Social media and depression

http://www.huffingtonpost.co.uk/ales-zivkovic/linking-social-media-and-_b_12637042.html

Identification seems to be at the root of depression associated with social media. As humans we are social creatures and need human interaction and recognition as part of our basic needs. The rise of technology and internet started messing with this. But it was only with the rise of social media when people started using it to meet their social needs.

People identify themselves with their jobs, their family roles, their possessions, their social roles. One can be the mother, the parent, the rich one, the lawyer, or in the case of Sartre – the waiter. All these are aspects of identification.

Excessive identification when someone places too much value in whatever they identify themselves with rather than into themselves is in itself a problem. That’s why you will have entrepreneurs who fail consider themselves failures rather than a person that that failed – and this is just one of numerous examples.

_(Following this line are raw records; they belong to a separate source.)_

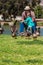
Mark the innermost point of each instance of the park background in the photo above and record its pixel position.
(21, 50)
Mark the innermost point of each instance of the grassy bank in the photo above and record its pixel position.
(21, 51)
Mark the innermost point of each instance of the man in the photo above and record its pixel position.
(24, 16)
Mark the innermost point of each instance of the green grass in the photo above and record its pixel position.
(21, 51)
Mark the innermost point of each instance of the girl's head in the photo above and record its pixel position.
(28, 14)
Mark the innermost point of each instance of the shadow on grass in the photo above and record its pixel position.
(10, 61)
(31, 42)
(34, 61)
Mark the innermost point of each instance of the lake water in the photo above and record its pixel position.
(8, 31)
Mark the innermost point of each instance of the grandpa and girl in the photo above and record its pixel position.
(28, 21)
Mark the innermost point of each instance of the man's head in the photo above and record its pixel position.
(27, 8)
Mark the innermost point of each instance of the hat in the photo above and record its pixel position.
(27, 8)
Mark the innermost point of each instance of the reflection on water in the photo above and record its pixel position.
(8, 31)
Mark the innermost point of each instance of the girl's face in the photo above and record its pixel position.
(28, 14)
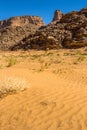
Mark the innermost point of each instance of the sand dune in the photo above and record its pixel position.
(56, 99)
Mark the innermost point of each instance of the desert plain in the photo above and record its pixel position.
(55, 97)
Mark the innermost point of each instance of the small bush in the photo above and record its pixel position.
(12, 85)
(11, 61)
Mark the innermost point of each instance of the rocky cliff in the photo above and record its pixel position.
(65, 31)
(15, 29)
(57, 15)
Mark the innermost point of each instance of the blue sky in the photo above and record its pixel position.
(43, 8)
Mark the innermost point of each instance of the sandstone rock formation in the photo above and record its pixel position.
(15, 29)
(21, 21)
(66, 31)
(57, 15)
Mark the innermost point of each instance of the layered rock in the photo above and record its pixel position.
(21, 21)
(57, 15)
(15, 29)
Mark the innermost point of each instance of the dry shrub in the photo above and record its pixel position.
(11, 85)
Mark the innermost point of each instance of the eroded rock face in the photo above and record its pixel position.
(22, 21)
(14, 30)
(57, 15)
(70, 31)
(66, 31)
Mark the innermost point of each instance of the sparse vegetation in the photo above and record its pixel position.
(11, 61)
(11, 85)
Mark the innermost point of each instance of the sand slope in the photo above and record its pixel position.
(53, 102)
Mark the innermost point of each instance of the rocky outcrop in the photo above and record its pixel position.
(57, 15)
(14, 30)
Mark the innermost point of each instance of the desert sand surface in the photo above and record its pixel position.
(57, 95)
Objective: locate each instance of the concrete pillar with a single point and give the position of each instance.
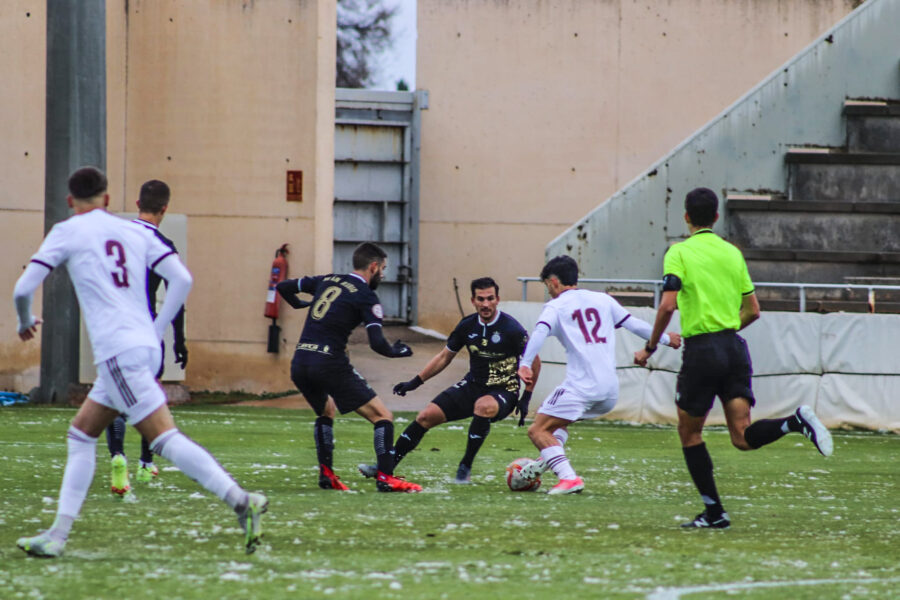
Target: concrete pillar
(75, 136)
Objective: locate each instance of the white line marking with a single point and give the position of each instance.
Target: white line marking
(677, 593)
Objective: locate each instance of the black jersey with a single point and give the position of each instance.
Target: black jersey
(494, 349)
(153, 281)
(340, 303)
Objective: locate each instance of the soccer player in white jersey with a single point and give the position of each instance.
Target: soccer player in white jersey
(585, 324)
(107, 260)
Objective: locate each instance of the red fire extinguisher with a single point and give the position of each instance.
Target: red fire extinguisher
(278, 274)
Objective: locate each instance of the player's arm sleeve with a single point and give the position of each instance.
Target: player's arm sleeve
(288, 289)
(309, 285)
(544, 327)
(170, 268)
(23, 293)
(457, 339)
(535, 341)
(178, 325)
(673, 270)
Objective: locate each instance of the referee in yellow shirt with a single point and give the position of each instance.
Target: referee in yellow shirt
(706, 278)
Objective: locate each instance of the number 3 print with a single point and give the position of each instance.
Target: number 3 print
(117, 251)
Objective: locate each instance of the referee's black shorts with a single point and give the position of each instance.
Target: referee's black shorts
(713, 364)
(317, 380)
(458, 401)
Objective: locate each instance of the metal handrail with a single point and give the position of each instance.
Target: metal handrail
(656, 284)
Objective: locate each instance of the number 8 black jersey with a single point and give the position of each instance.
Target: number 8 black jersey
(340, 303)
(494, 349)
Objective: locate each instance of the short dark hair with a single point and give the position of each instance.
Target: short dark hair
(702, 206)
(563, 267)
(367, 253)
(483, 283)
(154, 196)
(87, 182)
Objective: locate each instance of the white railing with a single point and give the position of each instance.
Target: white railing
(656, 286)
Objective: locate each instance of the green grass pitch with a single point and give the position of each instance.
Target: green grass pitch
(802, 526)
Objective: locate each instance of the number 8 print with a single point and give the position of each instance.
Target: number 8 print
(324, 302)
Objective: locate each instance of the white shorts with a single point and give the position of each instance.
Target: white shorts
(127, 383)
(568, 404)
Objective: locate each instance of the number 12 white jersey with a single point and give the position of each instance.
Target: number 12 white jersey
(585, 324)
(107, 259)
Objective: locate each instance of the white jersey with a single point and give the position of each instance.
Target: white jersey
(585, 324)
(107, 259)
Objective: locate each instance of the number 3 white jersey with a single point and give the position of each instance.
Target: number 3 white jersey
(585, 324)
(107, 259)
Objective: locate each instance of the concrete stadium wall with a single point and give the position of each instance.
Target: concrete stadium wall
(541, 109)
(219, 99)
(842, 365)
(742, 149)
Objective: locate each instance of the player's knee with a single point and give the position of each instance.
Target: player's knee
(739, 442)
(486, 407)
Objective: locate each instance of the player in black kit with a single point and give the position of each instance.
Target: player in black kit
(153, 201)
(488, 392)
(321, 367)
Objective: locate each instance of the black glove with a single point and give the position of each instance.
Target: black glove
(181, 354)
(407, 386)
(522, 407)
(401, 350)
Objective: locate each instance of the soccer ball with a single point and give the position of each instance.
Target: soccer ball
(516, 481)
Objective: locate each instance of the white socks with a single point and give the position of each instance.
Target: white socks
(194, 461)
(555, 458)
(562, 436)
(77, 477)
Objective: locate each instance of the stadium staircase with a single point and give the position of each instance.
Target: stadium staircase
(839, 220)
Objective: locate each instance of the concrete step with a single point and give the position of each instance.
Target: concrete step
(819, 266)
(827, 306)
(873, 126)
(850, 226)
(831, 175)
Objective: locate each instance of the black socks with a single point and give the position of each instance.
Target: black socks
(384, 446)
(478, 430)
(324, 434)
(701, 469)
(766, 431)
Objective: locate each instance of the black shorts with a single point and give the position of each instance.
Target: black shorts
(458, 401)
(713, 364)
(318, 380)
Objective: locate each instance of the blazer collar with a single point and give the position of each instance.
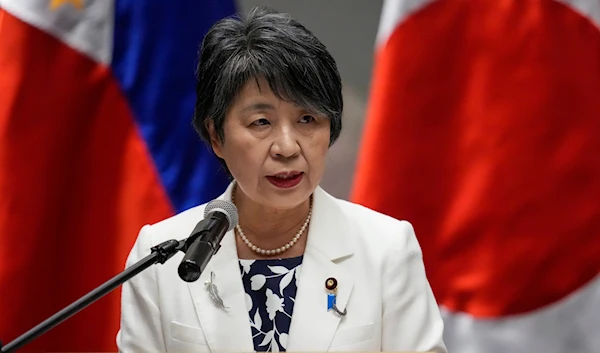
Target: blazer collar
(313, 326)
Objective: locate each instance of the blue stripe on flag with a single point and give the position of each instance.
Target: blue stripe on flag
(155, 51)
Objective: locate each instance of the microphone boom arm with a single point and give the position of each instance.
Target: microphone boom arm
(160, 254)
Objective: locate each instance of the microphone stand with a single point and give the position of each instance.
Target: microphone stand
(160, 254)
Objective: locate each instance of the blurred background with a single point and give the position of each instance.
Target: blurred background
(477, 121)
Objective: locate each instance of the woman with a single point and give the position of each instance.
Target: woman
(302, 271)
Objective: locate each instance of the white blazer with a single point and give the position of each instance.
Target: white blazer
(375, 258)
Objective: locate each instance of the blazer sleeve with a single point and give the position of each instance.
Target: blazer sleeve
(411, 318)
(141, 328)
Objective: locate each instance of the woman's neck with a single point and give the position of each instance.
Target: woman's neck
(268, 226)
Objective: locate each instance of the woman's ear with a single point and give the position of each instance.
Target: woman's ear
(215, 142)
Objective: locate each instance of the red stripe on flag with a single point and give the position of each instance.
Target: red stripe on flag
(76, 184)
(482, 131)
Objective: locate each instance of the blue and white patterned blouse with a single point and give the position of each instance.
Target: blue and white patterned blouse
(270, 287)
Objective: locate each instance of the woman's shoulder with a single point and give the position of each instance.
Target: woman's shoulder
(375, 227)
(178, 226)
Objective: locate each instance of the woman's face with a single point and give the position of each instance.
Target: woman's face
(274, 149)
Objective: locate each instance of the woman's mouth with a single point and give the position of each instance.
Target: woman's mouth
(286, 180)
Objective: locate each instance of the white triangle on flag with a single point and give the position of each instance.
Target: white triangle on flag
(85, 25)
(588, 8)
(393, 12)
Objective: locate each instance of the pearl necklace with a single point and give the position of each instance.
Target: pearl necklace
(275, 251)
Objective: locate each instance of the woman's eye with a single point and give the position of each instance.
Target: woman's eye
(261, 122)
(307, 119)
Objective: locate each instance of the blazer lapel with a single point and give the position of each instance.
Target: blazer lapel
(313, 326)
(225, 329)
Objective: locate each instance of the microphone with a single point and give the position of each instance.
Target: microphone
(220, 216)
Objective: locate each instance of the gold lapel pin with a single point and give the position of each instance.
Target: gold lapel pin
(331, 285)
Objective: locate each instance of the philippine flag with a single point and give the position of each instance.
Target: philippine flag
(96, 101)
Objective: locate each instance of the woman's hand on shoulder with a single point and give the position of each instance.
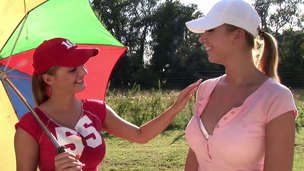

Once the source of identification is broken, a person will obviously lose all self-esteem and sense of validation, which is a fertile ground for depression.

Social media took identification further. It brought it online. It simplified it. We started putting up profiles that represent us in the world out there. We started pimping ourselves up in the way we wanted to be seen. We withdrew ourselves from the world and replaced ourselves with avatars which we control from the comfort of our own homes—or conveniently from a coffee shop sipping that latte and polishing our profiles.